あざと男子の有坂美くんと、キャラメルなわたし
4話
〇学校・教室 ホームルーム前(朝)
自分の席に座って、3話のラストを思い出す心和。
心和(有坂美くんの言葉、いったいどういう意味なんだろう)
心和(もしかして……)
顔を真っ赤にさせて、顔を左右に振る心和。
心和(みんなのアイドル有坂美くんが、私のことなんて)
心和(そんなこと絶対にありえない)
文乃「ねぇ、心和聞いてる!?」
心和の前の席に座り、心和と話していた文乃。
文乃の言葉に自分の世界にいた心和は呼び戻される。
心和「ご、ごめん……ふ、文乃ちゃん、」
文乃と名前で呼ぶことを恥ずかしがる心和。
文乃「なんでちょっと恥ずかしがってんのー」
文乃「お互い名前で呼び合おうって話したばっかりじゃん」
ジーンと感動する心和のデフォルメ絵。
文乃「ん? どうした?」
心和「へへっ。こういうの久しぶりで嬉しくて」
照れたように笑う心和に、親心で可愛いと感じる文乃。
噛み締めて何度もうなずく。
文乃「心和に沼るのもわかるわー。うんうん」
心和「ぬ、ぬまぁ?」
文乃は有坂美のことを思い浮かべながら何度もうなずく。※心和にはなんのことだか、伝わっていない。
文乃「沼と言えばさ、B組にきた転校生。沼男らしいよ?」
心和「あぁ……少し前に転校生きたんだっけ」
※心和たちはA組。
※B組に転校生が来ていたことを読者に提示(犬養)
文乃「女子に人気らしいよ~?」
心和「へぇ~」
文乃「うちのクラスのあざと男子有坂美くんと、人気が並んだりしてね?」
ししっと笑う文乃。
有坂美「え~~。不動の人気ナンバーワンの座が奪われちゃう?」
心和たちの元にきた有坂美は、自然な流れで会話に参加する。※ぶりっ子っぽく目をきゅるんとさせる
心和は昨日の有坂美とのやり取りがフラッシュバックし、どきりとする。
文乃「有坂美くんは、あざと男子で。

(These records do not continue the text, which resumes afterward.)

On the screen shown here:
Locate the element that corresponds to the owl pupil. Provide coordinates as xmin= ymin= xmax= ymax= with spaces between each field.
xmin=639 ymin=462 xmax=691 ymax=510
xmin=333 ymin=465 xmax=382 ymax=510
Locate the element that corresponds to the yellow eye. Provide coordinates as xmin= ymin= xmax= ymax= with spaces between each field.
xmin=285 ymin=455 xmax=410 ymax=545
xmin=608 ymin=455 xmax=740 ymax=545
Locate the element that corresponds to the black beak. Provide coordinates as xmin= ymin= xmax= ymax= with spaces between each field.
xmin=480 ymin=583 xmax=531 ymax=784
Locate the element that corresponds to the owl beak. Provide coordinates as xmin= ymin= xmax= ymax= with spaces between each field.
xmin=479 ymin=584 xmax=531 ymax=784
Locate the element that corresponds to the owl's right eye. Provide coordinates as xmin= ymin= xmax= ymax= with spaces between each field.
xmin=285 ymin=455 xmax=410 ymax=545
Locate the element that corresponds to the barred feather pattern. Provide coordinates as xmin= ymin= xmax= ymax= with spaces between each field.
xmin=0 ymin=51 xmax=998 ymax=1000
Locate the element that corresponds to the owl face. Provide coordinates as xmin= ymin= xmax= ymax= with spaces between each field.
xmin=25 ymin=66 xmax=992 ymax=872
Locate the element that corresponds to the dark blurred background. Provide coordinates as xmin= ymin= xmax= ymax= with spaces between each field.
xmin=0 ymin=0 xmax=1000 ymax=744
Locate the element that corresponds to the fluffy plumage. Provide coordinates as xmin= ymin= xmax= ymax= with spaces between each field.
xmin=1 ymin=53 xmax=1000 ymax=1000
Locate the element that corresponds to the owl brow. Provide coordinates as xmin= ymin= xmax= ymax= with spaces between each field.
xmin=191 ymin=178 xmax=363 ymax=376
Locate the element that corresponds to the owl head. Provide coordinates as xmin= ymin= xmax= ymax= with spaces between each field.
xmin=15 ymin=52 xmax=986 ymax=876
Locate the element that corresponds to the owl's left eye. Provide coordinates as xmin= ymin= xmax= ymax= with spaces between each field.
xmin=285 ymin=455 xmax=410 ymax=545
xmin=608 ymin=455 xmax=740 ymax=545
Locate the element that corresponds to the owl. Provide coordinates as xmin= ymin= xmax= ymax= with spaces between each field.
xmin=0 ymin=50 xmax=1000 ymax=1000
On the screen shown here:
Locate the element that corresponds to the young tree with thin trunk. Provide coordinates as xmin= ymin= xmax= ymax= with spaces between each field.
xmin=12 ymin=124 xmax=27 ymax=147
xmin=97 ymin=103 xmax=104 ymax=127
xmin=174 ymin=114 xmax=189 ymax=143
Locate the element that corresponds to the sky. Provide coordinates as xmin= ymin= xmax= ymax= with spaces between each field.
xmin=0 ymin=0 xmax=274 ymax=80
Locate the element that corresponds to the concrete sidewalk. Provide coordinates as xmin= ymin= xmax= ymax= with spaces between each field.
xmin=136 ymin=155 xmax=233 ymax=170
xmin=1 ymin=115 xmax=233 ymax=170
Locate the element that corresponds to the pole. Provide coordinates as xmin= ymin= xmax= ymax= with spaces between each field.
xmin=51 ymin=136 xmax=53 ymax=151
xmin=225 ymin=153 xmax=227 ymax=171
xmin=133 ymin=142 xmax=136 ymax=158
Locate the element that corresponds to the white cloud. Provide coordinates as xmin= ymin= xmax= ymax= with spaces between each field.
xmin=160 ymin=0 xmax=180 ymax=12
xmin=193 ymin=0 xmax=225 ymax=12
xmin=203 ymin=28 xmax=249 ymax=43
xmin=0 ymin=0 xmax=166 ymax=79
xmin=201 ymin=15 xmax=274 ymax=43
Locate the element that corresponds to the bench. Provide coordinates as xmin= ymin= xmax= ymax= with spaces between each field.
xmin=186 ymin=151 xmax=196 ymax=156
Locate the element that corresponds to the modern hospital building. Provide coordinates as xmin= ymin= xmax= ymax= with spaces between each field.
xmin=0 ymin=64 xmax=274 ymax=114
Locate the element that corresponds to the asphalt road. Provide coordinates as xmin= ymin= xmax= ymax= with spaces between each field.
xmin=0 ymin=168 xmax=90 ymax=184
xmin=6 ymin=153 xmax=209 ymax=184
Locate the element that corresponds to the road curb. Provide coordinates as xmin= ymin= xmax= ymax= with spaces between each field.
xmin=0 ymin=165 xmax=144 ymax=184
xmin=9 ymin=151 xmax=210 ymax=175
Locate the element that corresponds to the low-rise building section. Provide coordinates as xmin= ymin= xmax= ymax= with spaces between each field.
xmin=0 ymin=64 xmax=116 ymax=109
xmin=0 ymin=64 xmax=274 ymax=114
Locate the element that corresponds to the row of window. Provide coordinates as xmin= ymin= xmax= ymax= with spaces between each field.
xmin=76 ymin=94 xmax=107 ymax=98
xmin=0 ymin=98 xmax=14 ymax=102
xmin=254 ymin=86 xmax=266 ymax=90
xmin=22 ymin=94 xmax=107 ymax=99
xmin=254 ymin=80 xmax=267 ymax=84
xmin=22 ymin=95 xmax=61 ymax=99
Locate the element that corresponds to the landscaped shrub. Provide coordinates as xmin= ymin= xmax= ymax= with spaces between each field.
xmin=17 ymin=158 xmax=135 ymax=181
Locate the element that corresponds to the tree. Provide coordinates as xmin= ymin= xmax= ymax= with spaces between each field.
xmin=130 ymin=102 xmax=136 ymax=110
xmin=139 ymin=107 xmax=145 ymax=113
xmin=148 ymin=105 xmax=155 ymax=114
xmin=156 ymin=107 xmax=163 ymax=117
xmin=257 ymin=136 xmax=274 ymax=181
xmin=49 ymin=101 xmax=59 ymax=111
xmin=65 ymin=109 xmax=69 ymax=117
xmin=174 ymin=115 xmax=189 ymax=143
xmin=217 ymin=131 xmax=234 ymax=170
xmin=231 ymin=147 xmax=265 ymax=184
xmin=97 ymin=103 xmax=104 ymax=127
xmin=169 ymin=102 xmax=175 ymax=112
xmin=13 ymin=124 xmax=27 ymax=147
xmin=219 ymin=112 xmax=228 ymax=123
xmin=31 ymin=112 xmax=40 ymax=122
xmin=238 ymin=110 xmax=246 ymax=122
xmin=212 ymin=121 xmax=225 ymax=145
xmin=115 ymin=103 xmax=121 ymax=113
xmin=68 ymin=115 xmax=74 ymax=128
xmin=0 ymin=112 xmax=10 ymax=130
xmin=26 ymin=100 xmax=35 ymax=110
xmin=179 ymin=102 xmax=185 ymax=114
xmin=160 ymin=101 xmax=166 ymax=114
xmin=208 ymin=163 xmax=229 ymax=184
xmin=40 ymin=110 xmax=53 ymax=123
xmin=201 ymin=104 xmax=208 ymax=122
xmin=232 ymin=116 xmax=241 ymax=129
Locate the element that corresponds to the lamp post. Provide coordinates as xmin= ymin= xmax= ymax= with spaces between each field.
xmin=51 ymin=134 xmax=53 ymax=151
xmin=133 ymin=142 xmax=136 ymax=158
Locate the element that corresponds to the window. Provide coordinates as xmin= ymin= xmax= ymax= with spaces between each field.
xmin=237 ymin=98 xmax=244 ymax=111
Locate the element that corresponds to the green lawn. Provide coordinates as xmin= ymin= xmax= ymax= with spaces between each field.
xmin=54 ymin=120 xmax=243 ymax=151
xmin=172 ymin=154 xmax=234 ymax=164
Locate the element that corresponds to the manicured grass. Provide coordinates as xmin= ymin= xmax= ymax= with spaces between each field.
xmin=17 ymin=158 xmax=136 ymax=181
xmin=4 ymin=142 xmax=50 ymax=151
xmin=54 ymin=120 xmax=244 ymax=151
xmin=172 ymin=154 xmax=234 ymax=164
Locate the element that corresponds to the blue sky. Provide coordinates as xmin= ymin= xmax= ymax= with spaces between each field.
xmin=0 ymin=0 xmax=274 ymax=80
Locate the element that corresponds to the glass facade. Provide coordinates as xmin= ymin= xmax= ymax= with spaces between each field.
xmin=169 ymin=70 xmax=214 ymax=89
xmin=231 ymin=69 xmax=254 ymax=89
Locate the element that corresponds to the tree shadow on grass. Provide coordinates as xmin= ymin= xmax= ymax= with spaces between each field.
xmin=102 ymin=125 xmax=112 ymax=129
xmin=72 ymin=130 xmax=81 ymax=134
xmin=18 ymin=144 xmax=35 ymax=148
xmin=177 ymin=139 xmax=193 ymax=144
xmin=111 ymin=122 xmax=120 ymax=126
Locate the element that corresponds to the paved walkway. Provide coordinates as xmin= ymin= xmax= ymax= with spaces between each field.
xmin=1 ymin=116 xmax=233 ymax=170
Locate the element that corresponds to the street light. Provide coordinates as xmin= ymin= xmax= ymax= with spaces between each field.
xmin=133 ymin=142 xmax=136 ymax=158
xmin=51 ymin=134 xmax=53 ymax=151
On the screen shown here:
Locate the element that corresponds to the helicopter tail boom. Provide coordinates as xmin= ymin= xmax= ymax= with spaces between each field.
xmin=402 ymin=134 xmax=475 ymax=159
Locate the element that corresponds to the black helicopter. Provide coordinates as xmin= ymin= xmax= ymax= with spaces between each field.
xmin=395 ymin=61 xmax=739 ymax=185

転校生くんは、男らしい沼男らしいよ?」
有坂美「沼男……」
文乃「まぁ、彼氏にするなら、あざと男子より、男っぽい沼男の方がいいなぁ~」
背筋を伸ばしながら言った文乃。
有坂美は怖い血相で文乃を睨みつけるデフォルメ絵。※有坂美は心和の前で言ってほしくなかった
文乃は有坂美に睨まれ、気まずそうに話を変える。
文乃「こ、心和は? あざとい男子と、沼る男子。どっちがいい?」
心和「あざとい男子と、沼る男子……」
心和は、うーんと考え込む。
有坂美は心和の返事が気になり、じっと期待の眼差しを向ける。
心和「沼男……」
心和はぽつりとつぶやく。
心和の発言に、ずーんと分かりやすく肩を落とす有坂美。
心和「沼男っていうのが、私わからないかも……」※心和は沼男を選んだわけではなかった。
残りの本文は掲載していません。